Classical Physics and Modern Physics

Classical physics describes many aspect of matter at the macroscopic scale. Classical physics includes the theories, concepts, laws, and experiments in classical mechanic, thermodynamics, optics, and electromagnetism developed before 1900. Important contributions to classical physics were provided by Newton. For example, the laws of motion discovered by Isaac Newton (1642–1727) in the 17th century accurately describe the motion of objects moving at normal speeds but do not apply to objects moving at speeds comparable with the speed of light.

A major revolution in physics, usually referred to as modern physics, began near the end of the 19th century. Modern physics developed mainly because of the discovery that many physical phenomena could not be explained by classical physics. The two most important developments in this modern era were the theories of relativity and quantum mechanics. Einstein’s theory of relativity not only correctly described the motion of objects moving at speeds comparable to the speed of light but also completely revolutionized the traditional concepts of space, time, and energy. The theory of relativity also shows that the speed of light is the upper limit of the speed of an object and that mass and energy are related. Quantum mechanics explain the aspect of matter at macroscopic scale but extended this description to the atomic and subatomic scales.
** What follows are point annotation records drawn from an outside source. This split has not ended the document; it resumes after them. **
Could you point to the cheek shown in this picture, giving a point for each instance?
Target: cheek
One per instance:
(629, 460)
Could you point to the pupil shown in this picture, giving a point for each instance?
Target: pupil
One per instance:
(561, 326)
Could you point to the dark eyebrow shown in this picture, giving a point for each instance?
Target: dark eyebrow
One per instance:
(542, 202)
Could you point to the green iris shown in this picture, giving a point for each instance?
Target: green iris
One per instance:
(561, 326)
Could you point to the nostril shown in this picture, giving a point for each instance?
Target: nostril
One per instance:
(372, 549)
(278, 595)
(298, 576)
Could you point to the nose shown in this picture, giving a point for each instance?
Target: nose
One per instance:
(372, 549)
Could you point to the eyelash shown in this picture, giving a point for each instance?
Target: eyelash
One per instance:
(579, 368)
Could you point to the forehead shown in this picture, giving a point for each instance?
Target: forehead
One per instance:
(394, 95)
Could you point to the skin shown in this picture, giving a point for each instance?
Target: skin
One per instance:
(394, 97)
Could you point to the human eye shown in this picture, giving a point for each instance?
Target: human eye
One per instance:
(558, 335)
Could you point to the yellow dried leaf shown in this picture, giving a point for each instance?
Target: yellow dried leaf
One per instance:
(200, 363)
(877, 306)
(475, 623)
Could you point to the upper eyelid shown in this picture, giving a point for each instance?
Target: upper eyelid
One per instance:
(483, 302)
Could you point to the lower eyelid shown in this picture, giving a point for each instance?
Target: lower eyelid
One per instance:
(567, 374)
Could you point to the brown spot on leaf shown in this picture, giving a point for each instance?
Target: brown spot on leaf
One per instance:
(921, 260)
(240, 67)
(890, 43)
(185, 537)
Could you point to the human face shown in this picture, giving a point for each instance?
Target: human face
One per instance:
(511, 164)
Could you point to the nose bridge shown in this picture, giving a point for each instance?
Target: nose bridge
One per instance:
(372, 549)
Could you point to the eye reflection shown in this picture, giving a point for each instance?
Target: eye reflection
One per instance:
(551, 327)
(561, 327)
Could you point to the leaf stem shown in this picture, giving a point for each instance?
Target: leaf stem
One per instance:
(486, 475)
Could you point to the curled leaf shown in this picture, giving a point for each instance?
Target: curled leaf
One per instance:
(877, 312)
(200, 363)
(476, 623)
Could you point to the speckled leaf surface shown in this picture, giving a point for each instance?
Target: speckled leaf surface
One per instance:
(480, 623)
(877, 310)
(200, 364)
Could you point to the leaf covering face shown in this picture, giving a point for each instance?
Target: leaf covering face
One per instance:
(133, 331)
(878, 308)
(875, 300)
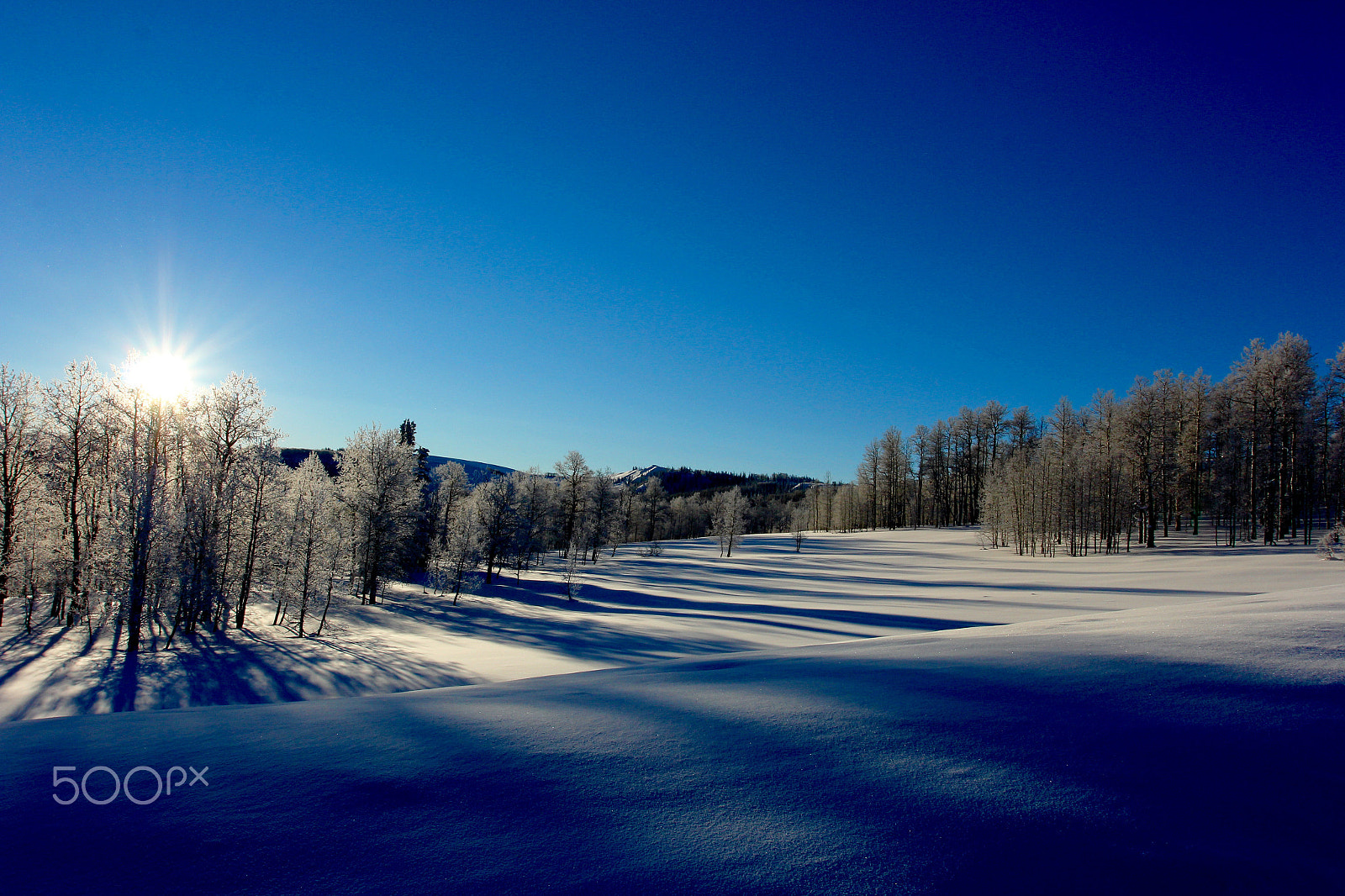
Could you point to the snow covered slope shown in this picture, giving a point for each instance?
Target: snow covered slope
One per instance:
(1189, 748)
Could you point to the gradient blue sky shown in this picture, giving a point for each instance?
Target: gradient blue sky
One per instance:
(731, 235)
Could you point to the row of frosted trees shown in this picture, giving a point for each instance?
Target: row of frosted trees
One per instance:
(1258, 456)
(159, 517)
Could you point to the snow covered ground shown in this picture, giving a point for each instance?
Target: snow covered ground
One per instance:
(631, 609)
(1169, 721)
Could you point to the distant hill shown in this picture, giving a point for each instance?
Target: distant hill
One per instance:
(677, 481)
(683, 481)
(477, 472)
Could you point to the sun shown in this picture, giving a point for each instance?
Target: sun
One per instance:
(161, 374)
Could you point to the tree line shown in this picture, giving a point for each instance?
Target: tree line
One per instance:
(161, 517)
(1257, 456)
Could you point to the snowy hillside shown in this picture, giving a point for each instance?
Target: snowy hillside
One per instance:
(1189, 748)
(631, 609)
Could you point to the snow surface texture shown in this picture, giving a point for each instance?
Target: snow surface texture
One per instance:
(1192, 746)
(631, 609)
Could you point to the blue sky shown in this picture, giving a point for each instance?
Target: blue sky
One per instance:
(730, 235)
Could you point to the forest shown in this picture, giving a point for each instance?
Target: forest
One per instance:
(1258, 456)
(166, 515)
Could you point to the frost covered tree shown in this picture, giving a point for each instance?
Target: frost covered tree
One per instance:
(381, 494)
(575, 477)
(313, 517)
(497, 508)
(74, 407)
(459, 552)
(20, 430)
(730, 519)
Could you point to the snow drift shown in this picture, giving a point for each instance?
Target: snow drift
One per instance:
(1189, 748)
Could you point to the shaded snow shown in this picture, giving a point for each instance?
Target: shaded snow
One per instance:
(1185, 746)
(632, 609)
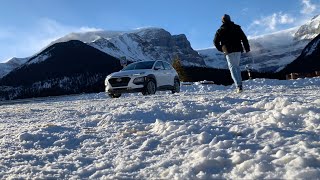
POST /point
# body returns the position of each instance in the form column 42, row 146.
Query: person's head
column 226, row 18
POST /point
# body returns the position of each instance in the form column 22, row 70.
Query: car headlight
column 139, row 80
column 138, row 74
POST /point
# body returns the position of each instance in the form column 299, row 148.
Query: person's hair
column 226, row 18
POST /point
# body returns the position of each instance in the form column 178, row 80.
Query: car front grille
column 119, row 82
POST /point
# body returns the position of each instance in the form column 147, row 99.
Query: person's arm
column 216, row 41
column 245, row 41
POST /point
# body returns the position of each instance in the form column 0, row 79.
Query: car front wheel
column 114, row 95
column 150, row 88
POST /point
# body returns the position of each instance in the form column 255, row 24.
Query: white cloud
column 307, row 7
column 271, row 23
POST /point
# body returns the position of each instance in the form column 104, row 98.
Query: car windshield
column 139, row 65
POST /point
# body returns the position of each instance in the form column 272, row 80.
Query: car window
column 167, row 66
column 139, row 65
column 159, row 65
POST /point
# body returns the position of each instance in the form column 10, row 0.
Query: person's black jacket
column 230, row 37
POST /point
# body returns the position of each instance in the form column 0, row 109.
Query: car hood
column 129, row 73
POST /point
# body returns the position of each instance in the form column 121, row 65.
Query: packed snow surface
column 270, row 131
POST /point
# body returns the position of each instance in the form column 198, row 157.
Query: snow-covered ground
column 270, row 131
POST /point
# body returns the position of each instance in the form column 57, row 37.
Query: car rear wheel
column 176, row 87
column 114, row 95
column 150, row 88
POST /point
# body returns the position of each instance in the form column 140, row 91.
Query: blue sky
column 26, row 26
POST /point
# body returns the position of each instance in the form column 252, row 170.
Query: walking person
column 230, row 39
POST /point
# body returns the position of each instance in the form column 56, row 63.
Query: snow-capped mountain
column 11, row 64
column 140, row 44
column 309, row 59
column 272, row 52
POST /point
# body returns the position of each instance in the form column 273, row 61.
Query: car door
column 159, row 72
column 170, row 75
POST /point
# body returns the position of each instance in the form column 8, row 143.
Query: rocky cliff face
column 308, row 61
column 270, row 53
column 142, row 44
column 13, row 63
column 309, row 30
column 63, row 68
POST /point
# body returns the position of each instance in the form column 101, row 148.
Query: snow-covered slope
column 140, row 44
column 271, row 131
column 11, row 64
column 272, row 52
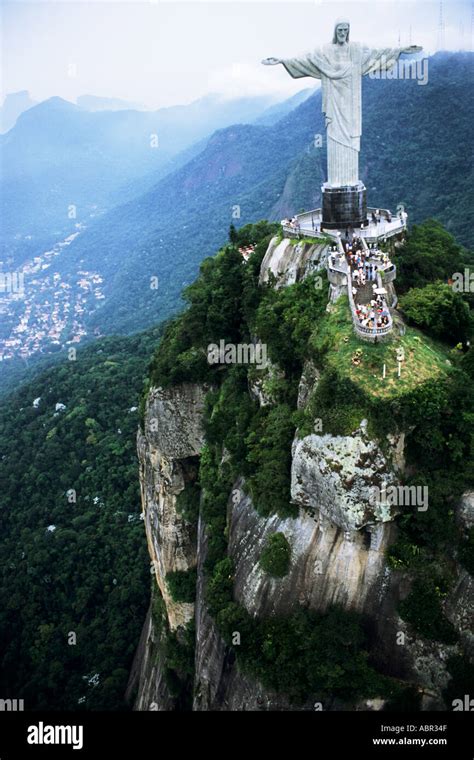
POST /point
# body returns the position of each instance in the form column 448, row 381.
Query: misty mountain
column 244, row 173
column 97, row 103
column 62, row 164
column 269, row 172
column 276, row 112
column 15, row 103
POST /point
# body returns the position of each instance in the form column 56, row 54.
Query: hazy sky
column 161, row 53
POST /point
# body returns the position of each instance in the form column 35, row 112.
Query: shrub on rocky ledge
column 276, row 556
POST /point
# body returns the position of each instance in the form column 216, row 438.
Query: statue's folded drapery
column 340, row 69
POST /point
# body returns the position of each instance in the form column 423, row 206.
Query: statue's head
column 341, row 31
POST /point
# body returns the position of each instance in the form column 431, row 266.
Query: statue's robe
column 340, row 69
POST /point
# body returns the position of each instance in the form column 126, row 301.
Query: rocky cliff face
column 172, row 437
column 338, row 541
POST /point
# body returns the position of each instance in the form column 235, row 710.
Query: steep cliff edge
column 304, row 448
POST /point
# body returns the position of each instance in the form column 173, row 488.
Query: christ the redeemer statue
column 340, row 66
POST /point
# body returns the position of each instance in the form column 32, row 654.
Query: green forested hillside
column 409, row 154
column 85, row 579
column 432, row 405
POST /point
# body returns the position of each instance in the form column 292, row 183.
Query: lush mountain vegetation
column 74, row 578
column 248, row 172
column 226, row 303
column 60, row 155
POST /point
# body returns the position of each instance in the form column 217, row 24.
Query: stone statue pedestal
column 344, row 206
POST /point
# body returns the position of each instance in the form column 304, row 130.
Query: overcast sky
column 161, row 53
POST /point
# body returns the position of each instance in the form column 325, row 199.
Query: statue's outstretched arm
column 412, row 49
Quantum mechanics was formulated by a number of distinguished scientists to provide descriptions of physical phenomena at the atomic level.

Quantum mechanics differs from classical physics in that energy, momentum, angular momentum, and other quantities of a bound system are restricted to discrete values (quantization), objects have characteristics of both particles and waves (wave-particle duality), and there are limits to how accurately the value of a physical quantity can be predicted prior to its measurement, given a complete set of initial conditions (the uncertainty principle).